Memang, aku telah menyaksikan di berita-berita dari internet tentang kesembuhan sekian banyak orang PDP. Tapi aku ingin menyaksikan dan berinteraksi langsung dengan seorang PDP yang kukenal dan berhasil sembuh. Orang itu adalah Markus.

Sebenarnya aku merasa malu karena tadi telah menjanjikan bahwa diriku akan membantu Markus apa pun yang ia butuhkan. Karena sesungguhnya aku sendiri tidak yakin dengan apa yang kuucapkan tadi.

Bagaimana aku bisa membantunya?

Aku sendiri terkarantina di dalam rumah seperti ini, tidak bisa pergi ke mana pun. Aku malu, karena mungkin yang kuucapkan tadi hanya sekedar basa-basi kepada Markus. Basa-basi seperti itu sangat tidak kuinginkan, apalagi di tengah kondisi seperti sekarang ini.

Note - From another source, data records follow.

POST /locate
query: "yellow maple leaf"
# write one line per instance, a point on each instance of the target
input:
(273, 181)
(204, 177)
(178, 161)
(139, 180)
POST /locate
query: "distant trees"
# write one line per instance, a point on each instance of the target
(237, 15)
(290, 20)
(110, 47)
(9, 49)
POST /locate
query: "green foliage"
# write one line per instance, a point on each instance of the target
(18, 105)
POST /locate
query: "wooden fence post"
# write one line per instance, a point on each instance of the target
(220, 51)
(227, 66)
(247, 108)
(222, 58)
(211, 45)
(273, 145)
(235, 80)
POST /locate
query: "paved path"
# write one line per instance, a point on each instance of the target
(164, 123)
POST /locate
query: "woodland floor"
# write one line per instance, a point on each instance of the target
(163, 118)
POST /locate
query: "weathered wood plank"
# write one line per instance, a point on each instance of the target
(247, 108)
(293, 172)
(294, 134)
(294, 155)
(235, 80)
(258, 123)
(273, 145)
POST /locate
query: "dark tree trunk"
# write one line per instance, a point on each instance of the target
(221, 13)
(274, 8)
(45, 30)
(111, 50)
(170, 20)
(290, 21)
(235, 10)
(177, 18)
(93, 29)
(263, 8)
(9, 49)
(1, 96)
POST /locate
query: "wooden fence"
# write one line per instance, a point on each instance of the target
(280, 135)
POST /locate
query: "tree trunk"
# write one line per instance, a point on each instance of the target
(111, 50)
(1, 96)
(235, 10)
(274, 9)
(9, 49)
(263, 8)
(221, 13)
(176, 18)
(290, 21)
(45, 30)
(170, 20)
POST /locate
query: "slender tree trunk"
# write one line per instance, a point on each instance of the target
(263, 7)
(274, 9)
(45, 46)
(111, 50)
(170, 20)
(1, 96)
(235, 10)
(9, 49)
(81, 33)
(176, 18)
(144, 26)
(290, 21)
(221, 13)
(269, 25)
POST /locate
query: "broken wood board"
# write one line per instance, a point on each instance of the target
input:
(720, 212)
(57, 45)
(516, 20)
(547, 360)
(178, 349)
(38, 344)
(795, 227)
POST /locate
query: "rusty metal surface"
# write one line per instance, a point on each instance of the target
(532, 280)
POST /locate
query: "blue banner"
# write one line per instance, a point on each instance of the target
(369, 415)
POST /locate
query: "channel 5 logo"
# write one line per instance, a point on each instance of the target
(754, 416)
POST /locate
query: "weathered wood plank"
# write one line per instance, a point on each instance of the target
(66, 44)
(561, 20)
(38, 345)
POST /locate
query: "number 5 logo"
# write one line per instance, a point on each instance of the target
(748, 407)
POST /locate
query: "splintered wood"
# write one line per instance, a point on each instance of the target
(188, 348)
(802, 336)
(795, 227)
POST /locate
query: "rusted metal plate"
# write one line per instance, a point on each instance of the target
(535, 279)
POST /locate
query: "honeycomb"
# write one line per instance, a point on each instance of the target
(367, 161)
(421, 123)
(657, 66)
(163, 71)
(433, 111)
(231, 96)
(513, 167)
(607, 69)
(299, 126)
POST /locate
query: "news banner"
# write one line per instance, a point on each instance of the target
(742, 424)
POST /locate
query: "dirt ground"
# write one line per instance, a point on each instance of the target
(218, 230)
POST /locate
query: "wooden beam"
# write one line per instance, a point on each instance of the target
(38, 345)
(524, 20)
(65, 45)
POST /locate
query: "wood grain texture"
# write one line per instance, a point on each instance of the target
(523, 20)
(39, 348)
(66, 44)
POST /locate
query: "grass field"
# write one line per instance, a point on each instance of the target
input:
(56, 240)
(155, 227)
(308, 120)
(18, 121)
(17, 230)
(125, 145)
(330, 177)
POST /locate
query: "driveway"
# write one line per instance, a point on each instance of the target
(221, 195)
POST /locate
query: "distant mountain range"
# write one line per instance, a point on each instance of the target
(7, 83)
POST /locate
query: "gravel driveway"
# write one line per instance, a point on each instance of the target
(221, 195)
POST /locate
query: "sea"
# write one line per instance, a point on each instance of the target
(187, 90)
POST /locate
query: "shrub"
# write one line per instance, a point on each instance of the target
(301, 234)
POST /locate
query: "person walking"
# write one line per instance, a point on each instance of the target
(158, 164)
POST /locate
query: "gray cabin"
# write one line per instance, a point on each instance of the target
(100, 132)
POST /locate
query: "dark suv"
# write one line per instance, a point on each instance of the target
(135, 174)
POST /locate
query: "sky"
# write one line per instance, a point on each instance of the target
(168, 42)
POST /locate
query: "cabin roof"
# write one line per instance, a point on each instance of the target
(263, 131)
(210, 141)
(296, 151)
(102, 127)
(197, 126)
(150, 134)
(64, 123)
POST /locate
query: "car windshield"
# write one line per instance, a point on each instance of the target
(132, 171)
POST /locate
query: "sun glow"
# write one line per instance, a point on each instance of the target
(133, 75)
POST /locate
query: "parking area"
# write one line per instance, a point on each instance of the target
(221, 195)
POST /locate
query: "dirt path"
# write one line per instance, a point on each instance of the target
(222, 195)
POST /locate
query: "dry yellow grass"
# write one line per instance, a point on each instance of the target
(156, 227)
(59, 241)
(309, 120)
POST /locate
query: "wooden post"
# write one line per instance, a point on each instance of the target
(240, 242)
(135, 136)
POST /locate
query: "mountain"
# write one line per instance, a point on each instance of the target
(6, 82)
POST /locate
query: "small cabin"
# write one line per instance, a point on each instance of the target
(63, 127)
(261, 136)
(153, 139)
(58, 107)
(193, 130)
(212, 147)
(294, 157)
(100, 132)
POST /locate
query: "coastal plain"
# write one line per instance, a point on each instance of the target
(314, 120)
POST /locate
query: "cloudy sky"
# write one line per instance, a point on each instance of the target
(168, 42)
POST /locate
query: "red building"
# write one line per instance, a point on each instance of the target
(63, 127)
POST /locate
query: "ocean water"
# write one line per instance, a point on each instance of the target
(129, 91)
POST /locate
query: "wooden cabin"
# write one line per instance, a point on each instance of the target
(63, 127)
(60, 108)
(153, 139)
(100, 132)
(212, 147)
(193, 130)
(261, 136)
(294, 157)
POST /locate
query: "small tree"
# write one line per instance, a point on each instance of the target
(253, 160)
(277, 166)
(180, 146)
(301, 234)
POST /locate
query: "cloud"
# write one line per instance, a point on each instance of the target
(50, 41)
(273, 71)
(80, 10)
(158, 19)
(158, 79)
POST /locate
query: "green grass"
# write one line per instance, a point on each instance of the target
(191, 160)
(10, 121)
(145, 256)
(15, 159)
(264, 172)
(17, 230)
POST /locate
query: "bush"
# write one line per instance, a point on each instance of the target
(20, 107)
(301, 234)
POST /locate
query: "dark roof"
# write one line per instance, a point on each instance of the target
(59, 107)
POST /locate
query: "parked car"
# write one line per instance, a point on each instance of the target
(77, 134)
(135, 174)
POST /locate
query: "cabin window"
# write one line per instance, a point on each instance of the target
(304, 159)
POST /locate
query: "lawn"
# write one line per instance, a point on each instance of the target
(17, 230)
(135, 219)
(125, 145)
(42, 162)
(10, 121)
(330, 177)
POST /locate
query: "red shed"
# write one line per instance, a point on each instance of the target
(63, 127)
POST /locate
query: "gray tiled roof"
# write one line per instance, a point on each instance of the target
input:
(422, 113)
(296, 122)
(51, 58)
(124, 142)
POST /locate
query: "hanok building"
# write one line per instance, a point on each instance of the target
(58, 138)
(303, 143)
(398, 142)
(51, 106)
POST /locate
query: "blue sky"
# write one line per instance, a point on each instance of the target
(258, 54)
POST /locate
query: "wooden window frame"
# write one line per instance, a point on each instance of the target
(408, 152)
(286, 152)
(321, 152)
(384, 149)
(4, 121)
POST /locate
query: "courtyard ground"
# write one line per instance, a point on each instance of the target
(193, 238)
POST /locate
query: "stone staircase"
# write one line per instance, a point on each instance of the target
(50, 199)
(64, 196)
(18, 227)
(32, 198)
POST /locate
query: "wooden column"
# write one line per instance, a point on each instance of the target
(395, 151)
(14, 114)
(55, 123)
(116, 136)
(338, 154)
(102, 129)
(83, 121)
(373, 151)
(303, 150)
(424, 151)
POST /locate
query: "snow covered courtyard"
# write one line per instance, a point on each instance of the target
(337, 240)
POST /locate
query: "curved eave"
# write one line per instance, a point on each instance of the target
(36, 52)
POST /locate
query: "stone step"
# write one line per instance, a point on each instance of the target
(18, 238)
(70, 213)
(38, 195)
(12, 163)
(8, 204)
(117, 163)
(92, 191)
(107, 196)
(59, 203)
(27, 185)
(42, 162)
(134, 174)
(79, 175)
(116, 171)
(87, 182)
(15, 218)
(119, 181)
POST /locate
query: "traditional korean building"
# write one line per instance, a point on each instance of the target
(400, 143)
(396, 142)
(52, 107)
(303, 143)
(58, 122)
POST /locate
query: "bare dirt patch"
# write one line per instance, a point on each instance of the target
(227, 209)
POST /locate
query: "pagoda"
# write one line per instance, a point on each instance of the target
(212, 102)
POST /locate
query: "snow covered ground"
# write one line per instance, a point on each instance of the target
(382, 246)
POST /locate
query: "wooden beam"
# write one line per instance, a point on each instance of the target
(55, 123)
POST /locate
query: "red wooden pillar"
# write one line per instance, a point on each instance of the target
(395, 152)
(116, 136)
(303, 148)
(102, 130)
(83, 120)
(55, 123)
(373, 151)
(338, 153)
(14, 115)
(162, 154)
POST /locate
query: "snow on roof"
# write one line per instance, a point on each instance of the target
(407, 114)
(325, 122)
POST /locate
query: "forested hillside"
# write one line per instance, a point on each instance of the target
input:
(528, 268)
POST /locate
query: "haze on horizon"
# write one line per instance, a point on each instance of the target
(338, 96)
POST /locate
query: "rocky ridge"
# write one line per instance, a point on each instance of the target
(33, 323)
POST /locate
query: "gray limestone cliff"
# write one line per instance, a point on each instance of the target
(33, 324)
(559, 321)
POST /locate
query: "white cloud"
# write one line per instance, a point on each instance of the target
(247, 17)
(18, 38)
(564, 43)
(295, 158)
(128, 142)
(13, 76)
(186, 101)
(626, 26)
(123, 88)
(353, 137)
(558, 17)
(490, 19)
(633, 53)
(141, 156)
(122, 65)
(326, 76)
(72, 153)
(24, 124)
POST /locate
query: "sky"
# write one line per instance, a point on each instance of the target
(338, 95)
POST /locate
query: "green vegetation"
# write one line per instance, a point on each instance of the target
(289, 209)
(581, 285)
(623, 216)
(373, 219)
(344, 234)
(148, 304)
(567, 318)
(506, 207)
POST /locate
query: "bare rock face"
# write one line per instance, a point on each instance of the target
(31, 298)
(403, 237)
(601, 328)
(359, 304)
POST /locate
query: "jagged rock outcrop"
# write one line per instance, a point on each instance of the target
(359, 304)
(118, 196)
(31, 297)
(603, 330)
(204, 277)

Lalu bagaimana jika timbul keadaan Markus yang benar-benar membutuhkanku?

Akankah aku bisa memenuhi janjiku?

Atau malah mungkin Markus sendiri sudah tahu bahwa aku hanya berbasa-basi?

Ah, aku jadi malu sendiri dibuatnya. Semoga hal yang terbaik akan terjadi untuk kami semua.